A sprawling USD 10 million museum in Addis commemorates the Adwa victory, inaugurated by the prime minister on 1 March 2021-- 125 years after the battle. But this also came, of course, amidst the destructive Tigray war, where as many as 600,000 were killed during two awful years. Satellite imagery and first-hand reporting during the latest bout of conflict documented two massacres carried out in two small villages led by Eritrean soldiers just east of Adwa. And since 2020, the town has been marked-- like all of Tigray-- by violence, displacement, and hunger. In September 2023, 10 months after active fighting had ceased, 91% of the displaced persons were registered to sites with observable signs of malnutrition and no access to external food assistance.

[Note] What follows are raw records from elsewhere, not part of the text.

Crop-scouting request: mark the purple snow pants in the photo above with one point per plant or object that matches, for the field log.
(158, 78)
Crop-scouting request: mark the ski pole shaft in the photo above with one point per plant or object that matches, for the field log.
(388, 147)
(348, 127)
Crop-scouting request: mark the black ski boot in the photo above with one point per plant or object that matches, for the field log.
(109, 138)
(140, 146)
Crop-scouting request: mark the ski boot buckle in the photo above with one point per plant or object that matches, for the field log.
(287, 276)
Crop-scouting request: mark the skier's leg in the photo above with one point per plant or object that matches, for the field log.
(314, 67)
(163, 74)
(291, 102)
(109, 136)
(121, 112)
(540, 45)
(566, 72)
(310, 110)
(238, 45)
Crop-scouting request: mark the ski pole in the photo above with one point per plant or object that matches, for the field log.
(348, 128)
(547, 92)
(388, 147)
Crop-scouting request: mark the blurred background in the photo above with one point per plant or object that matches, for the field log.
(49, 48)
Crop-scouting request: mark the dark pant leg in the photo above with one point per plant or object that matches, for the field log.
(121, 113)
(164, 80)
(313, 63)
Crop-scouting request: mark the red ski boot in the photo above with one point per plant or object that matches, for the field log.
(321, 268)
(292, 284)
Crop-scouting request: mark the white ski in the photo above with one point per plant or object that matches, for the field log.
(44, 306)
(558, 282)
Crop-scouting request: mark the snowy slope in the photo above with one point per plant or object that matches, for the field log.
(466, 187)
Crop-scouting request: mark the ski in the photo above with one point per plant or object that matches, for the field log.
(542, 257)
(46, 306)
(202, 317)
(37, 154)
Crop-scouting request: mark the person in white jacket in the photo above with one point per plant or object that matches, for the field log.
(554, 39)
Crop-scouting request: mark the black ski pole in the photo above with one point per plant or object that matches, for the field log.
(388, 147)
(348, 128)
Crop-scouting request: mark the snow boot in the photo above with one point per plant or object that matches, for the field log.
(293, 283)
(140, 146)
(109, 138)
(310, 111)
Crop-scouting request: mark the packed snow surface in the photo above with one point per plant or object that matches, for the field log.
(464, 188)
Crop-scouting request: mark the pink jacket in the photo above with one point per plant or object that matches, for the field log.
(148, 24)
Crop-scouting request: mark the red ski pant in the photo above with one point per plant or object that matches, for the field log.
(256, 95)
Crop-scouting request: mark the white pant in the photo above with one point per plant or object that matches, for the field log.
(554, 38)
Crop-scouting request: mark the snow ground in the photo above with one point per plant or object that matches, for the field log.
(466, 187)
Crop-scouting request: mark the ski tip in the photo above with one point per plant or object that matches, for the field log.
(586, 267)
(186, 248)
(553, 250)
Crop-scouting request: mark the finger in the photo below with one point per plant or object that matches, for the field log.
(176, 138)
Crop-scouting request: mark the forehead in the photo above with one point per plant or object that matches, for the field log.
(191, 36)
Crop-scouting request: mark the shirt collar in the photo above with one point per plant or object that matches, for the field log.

There is discord as well between the Prosperity Party's attempts to resurrect the imagery of Solomonic royalty and nationalism of 'One Ethiopia'-- and that many of these foundational myths are based in Tigray, particularly Adwa and Axum. Abiy has sought to repurpose Adwa within his vague ideology of 'Medemer' (coming together), nominally seeking to unify the bitterly divided country. Yet the Abiy government has repeatedly co-opted ethno-nationalism and division for its own gains, particularly stoking hatred towards Tigrayans during the 2020-2022 war.

And out of Axum, Adigrat, Mekelle, and the rock-hewn churches came cart after cart of ancient Tigrayan artefacts during the war, from centuries-old Ge'ez manuscripts to priceless metalwork. Motivated by contrasting rationales, the marauding Amhara, Eritrean, and Ethiopian forces left untold damage on the tangible and intangible heritage of Tigray. One might argue that the attempts by both the Ethiopian nationalists in Addis and the Amhara nationalists in Bahir Dar sought to exterminate the Tigrayan people-- and memory-- so as to more easily co-opt the histories of Adwa and Axum.

The Adwa Victory Memorial Museum is no doubt a fine building, clad in glass and ornate masonry-- and part of the broader 'Dubaification' of Addis. But even its location in the historic Piazza district is telling, with the buildings of the colonial-era quarter razed under the auspices of the 'Corridor Development Project.' Moreover, under Abiy's administration, the complex and distinct histories of the capital, not least those of the Oromo and other 'southern' peoples, have been steadily erased and replaced with a 'clean' aesthetic. It has been a blunt rewriting of history, hand in hand with the promise of delivering 'sea access' and completing the Grand Ethiopian Renaissance Dam (GERD).

The tragedy is that Adwa once symbolised resistance to the Italian empire, but today it is increasingly invoked to justify the ambitions of one. And as the memory of that victory is repurposed for a new age of imperial longing, storm clouds are again gathering over the northern highlands.